Why is that? Why is Customer Success generally the recipient of a smaller fraction of what those other organizations receive?

The easy answer everyone knows is that corporate executives need to manage the investment that stakeholders made in the company. The money doesn’t belong to the executives and so they need to understand how the investment performs at the organizational level. Each organization within the company is therefore an investment and so the onus is on each unit executive to prove that the investment made in their part of the business is providing a good return. And that, in a nutshell, is why Customer Success often finds itself in trouble. Because it has always struggled to prove it.

You can’t prove ROI without building a solid foundation; you can’t leverage the solid foundation without practice

If you pay attention to social media, many of the most prominent SaaS voices try to communicate that the answer to all challenges of a Customer Success professional’s life lies in being able to improve GRR and NRR, and to ensure your model is completely about CLG. And, to do all that, you need to incorporate AI, ML, DL, and NLP.

If you’re a Customer Success leader hearing that steady cacophony, please answer this with honesty. Isn’t it becoming a bit too much? Isn’t the raining down of ordnance during the acronym wars beginning to wear you down? Isn’t it obscuring for you some elemental truth about what really needs to happen within your organization and how it relates to other organizations if it’s ever going to escape the doldrums as a second-tier organization?

My colleague, Sheik Ayube, recently wrote a whitepaper called, How long does it actually take to build a Customer Success organization? In it, he detailed a timeline that loosely follows the graphic we publish on our site and that’s shown below.

What immediately comes to your mind when you look at it?

  1. Hard work.
  2. A progression of capabilities that build on each other.
  3. A logical flow of starting first with what you know and then adding on layers as you learn more.
  4. To not expect greatness until a solid base of proof is there to support the claim.
  5. An inspirational vision with clear steps for making it come to life.
  6. All of the above.

If you answered 6, congratulations. You have the right mindset for proceeding to the next level of Customer Success leadership.

It’s important to point out that this maturity model wasn’t created in a vacuum. It was created by ESG in collaboration with a large number of Customer Success industry professionals.
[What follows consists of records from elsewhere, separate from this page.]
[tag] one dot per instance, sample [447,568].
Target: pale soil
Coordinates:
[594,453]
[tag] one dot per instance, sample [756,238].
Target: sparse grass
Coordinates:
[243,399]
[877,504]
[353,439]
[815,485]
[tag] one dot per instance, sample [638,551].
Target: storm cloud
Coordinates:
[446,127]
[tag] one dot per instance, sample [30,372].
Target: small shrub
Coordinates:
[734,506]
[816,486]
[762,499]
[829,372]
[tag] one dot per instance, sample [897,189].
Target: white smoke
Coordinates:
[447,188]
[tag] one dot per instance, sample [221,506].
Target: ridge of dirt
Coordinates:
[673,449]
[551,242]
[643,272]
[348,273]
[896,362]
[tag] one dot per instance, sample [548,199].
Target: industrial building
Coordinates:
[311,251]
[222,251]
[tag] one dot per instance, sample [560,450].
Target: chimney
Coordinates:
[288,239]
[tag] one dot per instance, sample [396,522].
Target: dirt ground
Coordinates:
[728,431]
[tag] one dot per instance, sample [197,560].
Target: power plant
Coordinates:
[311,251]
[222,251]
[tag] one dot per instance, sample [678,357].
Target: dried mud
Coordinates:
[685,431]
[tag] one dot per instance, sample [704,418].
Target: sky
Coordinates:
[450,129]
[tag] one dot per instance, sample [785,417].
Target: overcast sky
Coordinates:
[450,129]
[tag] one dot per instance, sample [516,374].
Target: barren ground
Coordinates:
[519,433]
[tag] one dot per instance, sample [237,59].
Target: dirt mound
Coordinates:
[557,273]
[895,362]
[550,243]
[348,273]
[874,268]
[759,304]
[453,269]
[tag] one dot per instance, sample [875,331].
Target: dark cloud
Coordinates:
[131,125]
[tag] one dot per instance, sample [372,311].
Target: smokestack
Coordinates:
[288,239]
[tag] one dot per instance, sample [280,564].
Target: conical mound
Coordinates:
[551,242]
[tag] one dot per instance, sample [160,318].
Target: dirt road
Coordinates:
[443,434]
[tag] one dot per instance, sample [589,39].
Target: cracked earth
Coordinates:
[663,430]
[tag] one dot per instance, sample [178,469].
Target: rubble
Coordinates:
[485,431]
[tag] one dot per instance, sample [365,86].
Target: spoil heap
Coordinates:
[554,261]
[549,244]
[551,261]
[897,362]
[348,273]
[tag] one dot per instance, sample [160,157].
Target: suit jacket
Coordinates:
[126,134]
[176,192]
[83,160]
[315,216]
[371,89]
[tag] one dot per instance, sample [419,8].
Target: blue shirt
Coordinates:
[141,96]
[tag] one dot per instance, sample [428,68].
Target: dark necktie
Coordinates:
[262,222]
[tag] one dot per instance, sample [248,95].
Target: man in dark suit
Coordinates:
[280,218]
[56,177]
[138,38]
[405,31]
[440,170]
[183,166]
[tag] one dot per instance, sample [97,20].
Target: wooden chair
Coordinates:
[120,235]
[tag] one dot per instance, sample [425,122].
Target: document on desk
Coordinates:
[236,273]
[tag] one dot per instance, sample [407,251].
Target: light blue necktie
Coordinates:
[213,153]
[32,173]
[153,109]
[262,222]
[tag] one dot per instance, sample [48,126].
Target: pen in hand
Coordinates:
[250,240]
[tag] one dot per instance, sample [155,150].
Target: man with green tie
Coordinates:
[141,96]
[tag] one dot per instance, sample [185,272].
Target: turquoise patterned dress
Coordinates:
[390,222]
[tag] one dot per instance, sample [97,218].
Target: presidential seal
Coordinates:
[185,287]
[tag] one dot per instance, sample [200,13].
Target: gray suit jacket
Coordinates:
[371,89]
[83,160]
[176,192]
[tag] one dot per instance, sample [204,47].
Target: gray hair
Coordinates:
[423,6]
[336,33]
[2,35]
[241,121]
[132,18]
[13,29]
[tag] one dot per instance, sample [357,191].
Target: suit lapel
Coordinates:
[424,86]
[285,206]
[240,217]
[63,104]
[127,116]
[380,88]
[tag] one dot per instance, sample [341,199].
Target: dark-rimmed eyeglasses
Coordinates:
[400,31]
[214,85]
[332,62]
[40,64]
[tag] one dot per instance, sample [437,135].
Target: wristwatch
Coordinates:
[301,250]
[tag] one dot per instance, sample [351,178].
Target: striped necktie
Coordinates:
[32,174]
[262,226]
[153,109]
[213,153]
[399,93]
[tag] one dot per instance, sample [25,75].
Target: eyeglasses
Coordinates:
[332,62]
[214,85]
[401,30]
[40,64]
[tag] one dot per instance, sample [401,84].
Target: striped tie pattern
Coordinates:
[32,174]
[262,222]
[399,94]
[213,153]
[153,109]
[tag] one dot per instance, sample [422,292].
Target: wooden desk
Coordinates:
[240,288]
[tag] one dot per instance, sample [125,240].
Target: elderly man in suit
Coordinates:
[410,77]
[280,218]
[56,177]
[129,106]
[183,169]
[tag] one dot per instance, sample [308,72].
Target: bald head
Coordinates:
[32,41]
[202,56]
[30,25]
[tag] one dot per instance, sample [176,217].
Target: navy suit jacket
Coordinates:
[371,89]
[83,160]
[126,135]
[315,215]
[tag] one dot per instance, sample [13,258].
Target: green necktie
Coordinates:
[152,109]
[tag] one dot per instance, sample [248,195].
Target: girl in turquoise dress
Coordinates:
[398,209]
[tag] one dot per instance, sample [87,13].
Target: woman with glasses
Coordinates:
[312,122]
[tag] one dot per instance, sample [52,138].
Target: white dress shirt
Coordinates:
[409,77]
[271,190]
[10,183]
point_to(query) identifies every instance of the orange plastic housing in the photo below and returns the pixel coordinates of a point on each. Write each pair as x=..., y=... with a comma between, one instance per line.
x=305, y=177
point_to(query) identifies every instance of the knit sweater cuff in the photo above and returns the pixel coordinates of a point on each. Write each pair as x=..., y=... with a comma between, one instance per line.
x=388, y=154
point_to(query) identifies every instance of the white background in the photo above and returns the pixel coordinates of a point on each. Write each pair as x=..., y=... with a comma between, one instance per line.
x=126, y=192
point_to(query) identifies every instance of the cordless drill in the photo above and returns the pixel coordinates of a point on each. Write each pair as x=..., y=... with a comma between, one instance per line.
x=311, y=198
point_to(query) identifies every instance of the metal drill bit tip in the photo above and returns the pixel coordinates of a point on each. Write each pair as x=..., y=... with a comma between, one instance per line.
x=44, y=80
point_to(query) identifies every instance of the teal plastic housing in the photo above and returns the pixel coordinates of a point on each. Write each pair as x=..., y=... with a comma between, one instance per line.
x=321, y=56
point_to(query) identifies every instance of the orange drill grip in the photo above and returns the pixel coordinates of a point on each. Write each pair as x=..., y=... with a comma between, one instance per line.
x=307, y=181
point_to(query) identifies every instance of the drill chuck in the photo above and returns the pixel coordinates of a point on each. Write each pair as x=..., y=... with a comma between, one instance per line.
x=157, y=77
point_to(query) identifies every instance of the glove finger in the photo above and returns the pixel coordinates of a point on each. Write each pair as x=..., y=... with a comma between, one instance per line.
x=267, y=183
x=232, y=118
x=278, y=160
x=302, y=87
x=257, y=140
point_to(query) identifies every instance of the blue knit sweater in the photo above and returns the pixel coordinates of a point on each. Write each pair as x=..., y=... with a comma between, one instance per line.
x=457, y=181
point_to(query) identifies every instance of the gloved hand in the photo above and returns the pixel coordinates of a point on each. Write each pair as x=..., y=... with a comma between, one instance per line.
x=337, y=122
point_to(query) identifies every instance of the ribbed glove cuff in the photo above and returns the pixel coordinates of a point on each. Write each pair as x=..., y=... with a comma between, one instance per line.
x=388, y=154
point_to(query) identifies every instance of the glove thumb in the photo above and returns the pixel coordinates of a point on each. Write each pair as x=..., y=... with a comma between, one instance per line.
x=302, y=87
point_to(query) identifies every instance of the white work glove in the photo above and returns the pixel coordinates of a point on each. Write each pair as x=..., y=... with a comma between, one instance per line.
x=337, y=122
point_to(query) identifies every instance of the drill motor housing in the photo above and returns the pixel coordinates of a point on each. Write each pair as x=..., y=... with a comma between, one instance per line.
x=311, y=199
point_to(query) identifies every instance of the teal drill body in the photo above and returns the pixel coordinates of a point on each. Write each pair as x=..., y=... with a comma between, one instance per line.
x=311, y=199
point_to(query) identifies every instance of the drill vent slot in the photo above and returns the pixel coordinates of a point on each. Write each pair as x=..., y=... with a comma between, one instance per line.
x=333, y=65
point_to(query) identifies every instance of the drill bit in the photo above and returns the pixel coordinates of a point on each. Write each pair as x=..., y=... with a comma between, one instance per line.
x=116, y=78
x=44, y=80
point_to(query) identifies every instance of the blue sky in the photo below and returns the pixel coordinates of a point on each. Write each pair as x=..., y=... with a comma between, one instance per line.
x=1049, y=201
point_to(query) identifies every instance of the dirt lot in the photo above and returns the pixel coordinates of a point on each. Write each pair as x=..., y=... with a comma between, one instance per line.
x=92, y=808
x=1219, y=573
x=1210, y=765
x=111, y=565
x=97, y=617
It’s also the result of our discussions with leaders from hundreds of companies, large and small, in different sectors of the economy, and in different stages of being a digital business. And when we peel away their layers of abstraction, we find that the successful ones are those that built their Customer Success business function in ways that approximate this maturity model. In structured ways, methodical, employing discipline and consistent practice (testing). One thing they avoid doing is allowing themselves to chase objects that they don’t understand and that they have no realistic way for explaining how strategies and methods could result in their capture.

Gross Revenue Retention, Net Revenue Retention. You do need to pursue improvement to these things. Take away their current shiny appeal, though, and you’re left with stark facts. To affect change to those things, you have to start at the beginning. You won’t be successful unless you build the function first (prove your fitness!) and then you build a culture for practicing how to make iterative improvements that incrementally move the ball forward.

If I was your CEO – the kind of CEO who thinks of themself as a coach too – I would ask you to drop the jargon, cut through all the noise that’s confusing you and everyone else. I’d ask you to just start with the basics and prove you can do that first. Because that maxim is as true now as it’s ever been. Finally, to make you sit up in your seat I would ask you this. Can your organization run two miles around the block in twenty minutes?